VOMIT

The last six weeks have been the worst of my entire life. I have been a VOMIT an acronym used in the medical profession, Victim Of Medical Imaging Technologies. It pushed me to my psychological limits and without counselling I would not have got through it. 

Riding on a high when I finished my breast cancer treatment I didn’t have a clue what was round the corner. On the 21st June at 6.30pm I got a call from my oncology consultant to say that my planning scan which I had had prior to my radiotherapy had shown 3 lumps on my lungs and that they needed to follow it up with a diagnostic CT scan. For anyone that hasn’t had cancer I can tell you your first and only conclusion is the cancer has spread. 24 hours later I was sobbing in the arms of my breast surgeon (sshhh very un covid) with her telling me she wasn’t worried about them but they had to follow them up. Conversations like this need recording because no matter how hard you try to keep the positive voices the negative ones creep in with what ifs. I even had to climb Snowdon to try and show myself all was ok. Surely I couldn’t do that if I had cancer in my lungs?

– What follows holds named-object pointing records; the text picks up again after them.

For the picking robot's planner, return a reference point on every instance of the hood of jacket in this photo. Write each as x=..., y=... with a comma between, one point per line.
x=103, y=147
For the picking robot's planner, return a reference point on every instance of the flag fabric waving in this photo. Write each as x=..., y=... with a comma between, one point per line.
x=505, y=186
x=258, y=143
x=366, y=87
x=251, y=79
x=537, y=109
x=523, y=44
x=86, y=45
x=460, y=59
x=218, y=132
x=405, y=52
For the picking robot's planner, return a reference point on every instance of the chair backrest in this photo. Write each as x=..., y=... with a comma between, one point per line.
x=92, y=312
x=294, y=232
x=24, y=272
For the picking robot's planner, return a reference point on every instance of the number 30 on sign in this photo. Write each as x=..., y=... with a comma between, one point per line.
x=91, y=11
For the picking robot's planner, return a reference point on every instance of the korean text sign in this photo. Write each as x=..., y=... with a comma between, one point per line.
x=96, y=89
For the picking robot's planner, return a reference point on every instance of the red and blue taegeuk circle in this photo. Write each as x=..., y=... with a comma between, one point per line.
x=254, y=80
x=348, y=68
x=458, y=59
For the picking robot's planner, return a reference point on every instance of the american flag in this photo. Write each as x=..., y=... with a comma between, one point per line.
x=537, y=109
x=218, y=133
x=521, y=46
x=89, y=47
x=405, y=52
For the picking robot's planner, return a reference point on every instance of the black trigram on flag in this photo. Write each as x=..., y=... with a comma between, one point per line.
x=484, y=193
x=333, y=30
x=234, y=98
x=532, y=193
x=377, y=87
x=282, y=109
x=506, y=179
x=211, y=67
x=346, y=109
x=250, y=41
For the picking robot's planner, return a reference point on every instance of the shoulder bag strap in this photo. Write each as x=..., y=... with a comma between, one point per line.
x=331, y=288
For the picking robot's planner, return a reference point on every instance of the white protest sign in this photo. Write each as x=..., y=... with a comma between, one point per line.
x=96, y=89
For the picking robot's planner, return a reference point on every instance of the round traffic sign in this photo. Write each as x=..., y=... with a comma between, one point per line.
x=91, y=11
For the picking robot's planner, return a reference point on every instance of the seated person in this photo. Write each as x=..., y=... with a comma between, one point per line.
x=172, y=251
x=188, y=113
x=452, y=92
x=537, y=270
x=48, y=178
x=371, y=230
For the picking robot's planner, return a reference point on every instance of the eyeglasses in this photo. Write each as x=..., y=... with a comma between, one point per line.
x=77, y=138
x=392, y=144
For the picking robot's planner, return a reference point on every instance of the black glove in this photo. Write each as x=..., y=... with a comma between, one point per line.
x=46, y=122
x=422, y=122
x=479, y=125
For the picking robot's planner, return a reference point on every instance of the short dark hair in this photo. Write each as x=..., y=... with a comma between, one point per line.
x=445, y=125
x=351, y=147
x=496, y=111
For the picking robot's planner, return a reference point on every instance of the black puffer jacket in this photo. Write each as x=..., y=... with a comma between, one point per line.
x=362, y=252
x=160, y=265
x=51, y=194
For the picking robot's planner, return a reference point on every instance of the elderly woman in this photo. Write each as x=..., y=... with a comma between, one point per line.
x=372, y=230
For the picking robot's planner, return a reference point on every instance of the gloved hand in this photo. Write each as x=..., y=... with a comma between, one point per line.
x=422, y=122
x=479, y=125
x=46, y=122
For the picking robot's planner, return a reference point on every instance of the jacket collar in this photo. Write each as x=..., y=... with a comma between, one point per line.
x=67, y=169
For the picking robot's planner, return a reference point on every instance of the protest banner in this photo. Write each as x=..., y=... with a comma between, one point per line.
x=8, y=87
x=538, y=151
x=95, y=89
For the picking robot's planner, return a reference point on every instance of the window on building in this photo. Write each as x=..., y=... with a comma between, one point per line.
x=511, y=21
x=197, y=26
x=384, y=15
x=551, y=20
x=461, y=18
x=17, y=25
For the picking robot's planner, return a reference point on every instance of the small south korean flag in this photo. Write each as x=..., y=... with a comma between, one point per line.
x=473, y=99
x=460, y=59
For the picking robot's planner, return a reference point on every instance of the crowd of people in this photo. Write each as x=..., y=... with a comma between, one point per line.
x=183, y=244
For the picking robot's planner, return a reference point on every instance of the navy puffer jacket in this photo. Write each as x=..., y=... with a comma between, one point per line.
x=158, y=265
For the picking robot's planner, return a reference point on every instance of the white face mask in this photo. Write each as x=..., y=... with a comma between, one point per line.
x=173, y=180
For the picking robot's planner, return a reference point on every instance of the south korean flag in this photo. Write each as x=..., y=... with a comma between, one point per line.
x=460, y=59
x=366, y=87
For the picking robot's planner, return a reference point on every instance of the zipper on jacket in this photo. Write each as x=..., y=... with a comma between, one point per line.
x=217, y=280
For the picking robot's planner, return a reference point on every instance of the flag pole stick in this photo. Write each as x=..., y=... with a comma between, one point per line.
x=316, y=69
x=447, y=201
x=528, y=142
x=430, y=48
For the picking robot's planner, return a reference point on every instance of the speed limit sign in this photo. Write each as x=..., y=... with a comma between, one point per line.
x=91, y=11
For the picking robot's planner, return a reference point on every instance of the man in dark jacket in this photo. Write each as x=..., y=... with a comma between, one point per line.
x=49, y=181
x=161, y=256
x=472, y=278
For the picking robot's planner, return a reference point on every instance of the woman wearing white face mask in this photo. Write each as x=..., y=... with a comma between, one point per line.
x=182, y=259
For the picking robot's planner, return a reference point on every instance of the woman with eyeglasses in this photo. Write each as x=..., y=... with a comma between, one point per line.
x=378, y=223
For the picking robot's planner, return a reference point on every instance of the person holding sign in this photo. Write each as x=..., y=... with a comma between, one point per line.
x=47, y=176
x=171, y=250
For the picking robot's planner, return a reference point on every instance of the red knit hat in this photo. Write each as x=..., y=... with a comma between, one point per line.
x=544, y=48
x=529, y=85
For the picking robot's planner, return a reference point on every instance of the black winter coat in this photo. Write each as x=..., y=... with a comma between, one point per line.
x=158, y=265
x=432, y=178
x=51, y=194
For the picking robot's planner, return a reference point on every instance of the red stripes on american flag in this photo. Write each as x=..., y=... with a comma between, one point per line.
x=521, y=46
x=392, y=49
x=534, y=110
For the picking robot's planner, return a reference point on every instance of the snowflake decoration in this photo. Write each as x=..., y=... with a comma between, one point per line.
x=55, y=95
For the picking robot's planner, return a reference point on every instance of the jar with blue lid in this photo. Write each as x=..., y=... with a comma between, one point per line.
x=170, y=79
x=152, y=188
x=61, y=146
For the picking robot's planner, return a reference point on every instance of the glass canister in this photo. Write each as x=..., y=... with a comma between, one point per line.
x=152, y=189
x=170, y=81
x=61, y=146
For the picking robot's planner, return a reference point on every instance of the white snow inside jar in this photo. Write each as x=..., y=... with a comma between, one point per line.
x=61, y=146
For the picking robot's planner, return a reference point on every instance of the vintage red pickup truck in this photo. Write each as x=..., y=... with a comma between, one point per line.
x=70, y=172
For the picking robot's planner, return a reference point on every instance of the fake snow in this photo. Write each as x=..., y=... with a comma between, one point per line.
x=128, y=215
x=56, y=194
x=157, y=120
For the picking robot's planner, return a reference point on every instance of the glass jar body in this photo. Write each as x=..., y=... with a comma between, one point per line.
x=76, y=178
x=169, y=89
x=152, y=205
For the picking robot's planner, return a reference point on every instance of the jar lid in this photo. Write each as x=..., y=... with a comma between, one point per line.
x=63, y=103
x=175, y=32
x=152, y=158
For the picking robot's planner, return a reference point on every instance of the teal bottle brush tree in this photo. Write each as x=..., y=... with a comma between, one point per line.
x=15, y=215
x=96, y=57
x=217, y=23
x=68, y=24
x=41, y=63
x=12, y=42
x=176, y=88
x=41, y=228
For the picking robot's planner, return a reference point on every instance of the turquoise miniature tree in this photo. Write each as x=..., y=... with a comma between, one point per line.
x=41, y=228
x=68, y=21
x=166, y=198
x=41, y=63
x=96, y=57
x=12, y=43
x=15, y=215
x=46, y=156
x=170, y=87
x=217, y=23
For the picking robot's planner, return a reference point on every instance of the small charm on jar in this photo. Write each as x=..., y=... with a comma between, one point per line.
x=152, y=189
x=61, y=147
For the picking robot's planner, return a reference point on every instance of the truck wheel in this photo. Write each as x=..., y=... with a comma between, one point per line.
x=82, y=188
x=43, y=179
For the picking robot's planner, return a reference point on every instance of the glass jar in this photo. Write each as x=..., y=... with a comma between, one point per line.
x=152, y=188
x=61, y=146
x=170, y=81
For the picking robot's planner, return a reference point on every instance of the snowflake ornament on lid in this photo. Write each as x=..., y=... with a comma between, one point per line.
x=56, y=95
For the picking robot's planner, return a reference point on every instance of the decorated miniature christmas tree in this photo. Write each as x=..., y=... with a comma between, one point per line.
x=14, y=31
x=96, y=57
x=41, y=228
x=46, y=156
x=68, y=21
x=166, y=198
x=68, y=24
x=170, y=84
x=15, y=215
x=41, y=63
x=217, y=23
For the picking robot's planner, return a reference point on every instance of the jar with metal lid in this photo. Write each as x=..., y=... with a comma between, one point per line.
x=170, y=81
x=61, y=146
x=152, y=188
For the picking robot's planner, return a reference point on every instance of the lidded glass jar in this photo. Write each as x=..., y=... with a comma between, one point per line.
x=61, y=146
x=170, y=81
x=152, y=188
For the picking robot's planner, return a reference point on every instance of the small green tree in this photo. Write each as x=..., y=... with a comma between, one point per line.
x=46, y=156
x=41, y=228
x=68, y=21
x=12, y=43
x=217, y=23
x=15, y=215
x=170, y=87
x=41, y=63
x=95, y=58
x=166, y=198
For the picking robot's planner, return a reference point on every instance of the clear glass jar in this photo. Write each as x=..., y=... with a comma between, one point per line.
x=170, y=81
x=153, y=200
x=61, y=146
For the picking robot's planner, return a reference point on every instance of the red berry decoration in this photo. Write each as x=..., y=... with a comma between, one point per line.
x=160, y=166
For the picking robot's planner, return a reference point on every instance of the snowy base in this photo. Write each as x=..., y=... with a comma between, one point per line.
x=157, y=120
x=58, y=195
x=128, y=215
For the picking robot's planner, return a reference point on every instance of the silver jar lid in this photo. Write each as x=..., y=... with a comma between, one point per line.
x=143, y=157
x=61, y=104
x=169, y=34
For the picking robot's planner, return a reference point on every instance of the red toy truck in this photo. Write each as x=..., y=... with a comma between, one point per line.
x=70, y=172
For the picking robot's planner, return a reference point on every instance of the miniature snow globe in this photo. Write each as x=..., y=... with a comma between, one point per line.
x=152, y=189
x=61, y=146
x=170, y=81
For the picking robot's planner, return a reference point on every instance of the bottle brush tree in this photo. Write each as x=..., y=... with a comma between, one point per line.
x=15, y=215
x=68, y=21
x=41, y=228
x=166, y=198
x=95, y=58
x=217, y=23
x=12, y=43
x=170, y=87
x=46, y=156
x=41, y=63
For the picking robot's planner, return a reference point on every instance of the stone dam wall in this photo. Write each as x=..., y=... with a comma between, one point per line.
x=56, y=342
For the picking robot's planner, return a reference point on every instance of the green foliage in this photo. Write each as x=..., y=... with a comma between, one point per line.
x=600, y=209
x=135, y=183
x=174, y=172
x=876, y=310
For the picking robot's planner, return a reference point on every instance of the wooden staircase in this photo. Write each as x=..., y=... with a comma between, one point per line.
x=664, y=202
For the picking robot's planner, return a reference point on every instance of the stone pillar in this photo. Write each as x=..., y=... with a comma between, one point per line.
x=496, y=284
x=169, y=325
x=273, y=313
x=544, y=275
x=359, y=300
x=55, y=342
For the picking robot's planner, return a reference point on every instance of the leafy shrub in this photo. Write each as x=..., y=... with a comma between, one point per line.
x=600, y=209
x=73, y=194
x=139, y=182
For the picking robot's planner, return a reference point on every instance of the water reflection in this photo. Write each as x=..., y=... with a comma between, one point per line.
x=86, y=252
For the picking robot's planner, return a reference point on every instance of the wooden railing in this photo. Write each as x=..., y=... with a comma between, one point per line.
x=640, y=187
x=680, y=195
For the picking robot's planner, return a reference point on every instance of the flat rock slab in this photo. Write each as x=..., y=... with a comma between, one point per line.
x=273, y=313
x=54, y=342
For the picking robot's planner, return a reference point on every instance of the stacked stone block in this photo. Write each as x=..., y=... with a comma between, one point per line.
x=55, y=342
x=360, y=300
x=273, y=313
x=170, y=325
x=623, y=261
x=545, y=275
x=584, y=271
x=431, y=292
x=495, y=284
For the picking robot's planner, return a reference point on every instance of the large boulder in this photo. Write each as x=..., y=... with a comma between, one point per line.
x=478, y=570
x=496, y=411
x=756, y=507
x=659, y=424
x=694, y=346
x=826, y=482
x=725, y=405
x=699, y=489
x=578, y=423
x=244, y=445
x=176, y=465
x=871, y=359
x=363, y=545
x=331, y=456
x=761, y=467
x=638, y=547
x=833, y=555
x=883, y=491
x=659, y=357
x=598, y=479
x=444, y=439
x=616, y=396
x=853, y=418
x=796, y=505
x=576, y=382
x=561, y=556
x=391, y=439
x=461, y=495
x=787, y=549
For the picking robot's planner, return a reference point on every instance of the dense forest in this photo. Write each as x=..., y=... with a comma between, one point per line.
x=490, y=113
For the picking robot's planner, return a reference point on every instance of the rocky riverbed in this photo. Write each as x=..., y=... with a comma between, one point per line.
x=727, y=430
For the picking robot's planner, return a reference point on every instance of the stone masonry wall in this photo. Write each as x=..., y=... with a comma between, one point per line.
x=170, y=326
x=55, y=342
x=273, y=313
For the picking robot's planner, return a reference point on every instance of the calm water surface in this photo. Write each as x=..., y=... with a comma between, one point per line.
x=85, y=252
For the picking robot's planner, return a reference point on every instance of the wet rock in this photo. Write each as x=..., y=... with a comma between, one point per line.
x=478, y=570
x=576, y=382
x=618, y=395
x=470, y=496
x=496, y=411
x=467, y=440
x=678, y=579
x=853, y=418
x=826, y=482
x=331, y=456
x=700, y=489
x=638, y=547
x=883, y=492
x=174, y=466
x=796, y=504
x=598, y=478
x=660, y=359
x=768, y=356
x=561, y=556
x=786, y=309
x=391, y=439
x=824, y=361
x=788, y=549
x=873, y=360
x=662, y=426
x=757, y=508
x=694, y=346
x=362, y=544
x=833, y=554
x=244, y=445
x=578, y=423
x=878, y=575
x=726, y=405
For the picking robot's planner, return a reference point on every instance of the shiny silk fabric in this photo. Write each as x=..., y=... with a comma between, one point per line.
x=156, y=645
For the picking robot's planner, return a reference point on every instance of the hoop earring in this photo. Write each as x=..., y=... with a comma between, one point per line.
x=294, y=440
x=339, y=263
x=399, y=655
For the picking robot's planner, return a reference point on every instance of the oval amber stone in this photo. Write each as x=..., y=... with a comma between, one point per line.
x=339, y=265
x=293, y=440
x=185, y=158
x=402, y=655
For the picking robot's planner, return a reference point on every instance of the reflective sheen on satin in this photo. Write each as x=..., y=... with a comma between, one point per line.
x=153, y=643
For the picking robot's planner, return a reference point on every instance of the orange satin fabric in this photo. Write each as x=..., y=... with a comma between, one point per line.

My CT scan was on the 12th July, not long to wait but every day feels like a week so it felt like forever. Results were due whilst I was in Italy and that my friends put paid to that. The thought of being away taking a call that could mean I needed to move quickly was too much. I didn’t have to wait that long because on the 14th July I had another call from my breast surgeon to say the CT scan had provided them with a clearer picture and to add to the three lumps in my lung I also had one in my liver! World came crashing down, doctor no longer sounding so chirpy, me on my knees.

So the next step was an MRI on the 22nd July, every claustrophobic individuals dream! Diazepammed up I dazed my way into the Countess. I was lucky as I got the new scanner, shorter and wider and some ear defenders for the noise! My phone appointment on the 28th July for results at 3pm was delayed by 3 hours. I sat and stared at my phone for every minute of those three hours it was excruciating. And guess what the results were inconclusive. Apparently a huge debate had ensued about me in their meeting that day. I got the impression that there was a few of them who thought they should leave me for 12 weeks and rescan me and see if they were growing, can you imagine! They weren’t looking scary enough apparently to biopsy but equally they couldn’t be sure. Flipping fantastic!!! By now my breast surgeon was living this nightmare with me and I think she knew what a nightmare I would be for 12 weeks and after everything we’ve been through with Becks and Sam she ordered me a PET CT scan. 

PET CT scans are the mother of scans. They are very expensive too so I was super grateful to her for pushing for me to have it. PET CTs basically show activity in your body so any lumps that glow are cancer. They were giving me a full scan instead of just torso so I just thought great they’ll probably find something in my head now to add to my lump tally! This scan was at Clatterbridge as it’s specialist and requires you to be injected with radioactive tracer. It’s an area of the hospital which is high security and even the toilet has metal walls for your radioactive wee! Once your injected you have to lie still for an hour in a room on your own to allow the tracer to get round your body. You can’t even read a book or go on your phone, it’s a bizarre experience.

The last seven weeks and two days my thoughts have been horrendous. It’s hard to put it into words and probably easier for those of my friends who have had cancer to comprehend. I’ll try my hardest to tell you though. Every day my thoughts have been all consumed by the possibility that the cancer had spread and to me the potential inevitability of what that would mean, and for me that ultimately was a death sentence. The anxiety was so high it was manifesting physically as well with weight loss and indigestion and many a sleepless night. I was planning everything in my head for the worst case scenario. I cancelled party invites, avoided friends and retreated. It took all my energy to carry on as normal with the kids, I couldn’t put my babies through the anguish too. I did relaxation classes, counselling, went in the harmonic egg and I scraped through. I thought I was mindful before but this is a while new level now. A leaf can’t fall from a tree without me noticing and valuing how beautiful life really is.

So what now? I’m currently driving towards the eurotunnel Italy incoming. I’m not wasting a day ❤️ There’s one lump in my lung but the breast cancer team whilst it is active seem not to be concerned so I’m off.